Sempre sul tuo sito aggiungi una frase molto indicativa dei tempi che viviamo oggi: “Sogno una società multietnica, piena di colori e mi piace aiutare le persone in difficoltà, perché nessuno merita di star solo”.

Prima di lavorare con i bambini facevo l’educatrice professionale di comunità. Non è un lavoro semplice, qui sono entrata in contatto con situazioni davvero difficili. Questo mondo mi ha permesso di conoscere altre realtà e di capire quanto sia difficile che ci sia aiuto dalle persone che non hanno tutti questi problemi. A volte è più facile avere pregiudizi che provare empatia.

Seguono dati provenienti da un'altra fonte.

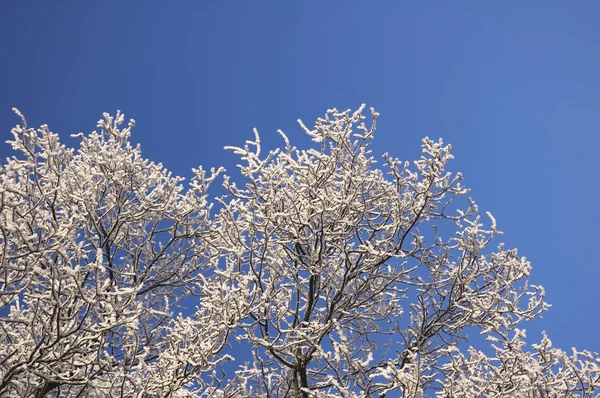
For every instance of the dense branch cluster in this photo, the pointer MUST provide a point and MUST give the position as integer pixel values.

Il mio secondo libro racconta la storia di un senza fissa dimora e di una ragazza che invece di girarsi dall’altra parte, lo aiuta. Il lock down mi ha dato la dimostrazione che siamo un popolo spettacolare, che si sa rimettere in discussione. Durante la pandemia la solitudine era una situazione più grande di noi, piena di incertezza. Poi ognuno la vive a seconda della sua situazione, ma il sogno rimane valido.

Come traduci il pensiero in scrittura creativa?

Mi è sempre piaciuto scrivere a livello personale. Nel 2015 ero alla ricerca di un lavoro e, avendo tanto tempo a disposizione, ho iniziato condividere ciò che scrivevo. Ho cominciato con le piccole favole che scrivevo proprio per ripristinare lo spazio vuoto tra bimbo e genitore e adesso lascio andare il flusso, mi viene tutto naturale.

C’è qualcuno che influenza la tua scrittura?

L’esperienza che ho avuto fino ad adesso, e mio padre sicuramente, con cui avevo un grande rapporto. Forse, in particolare, mio ciò che mio padre mi ha lascato di più nel DNA è la voglia di non mollare mai, di lottare per quello che credi e… appunto sorridere anche quando non ce n’è modo.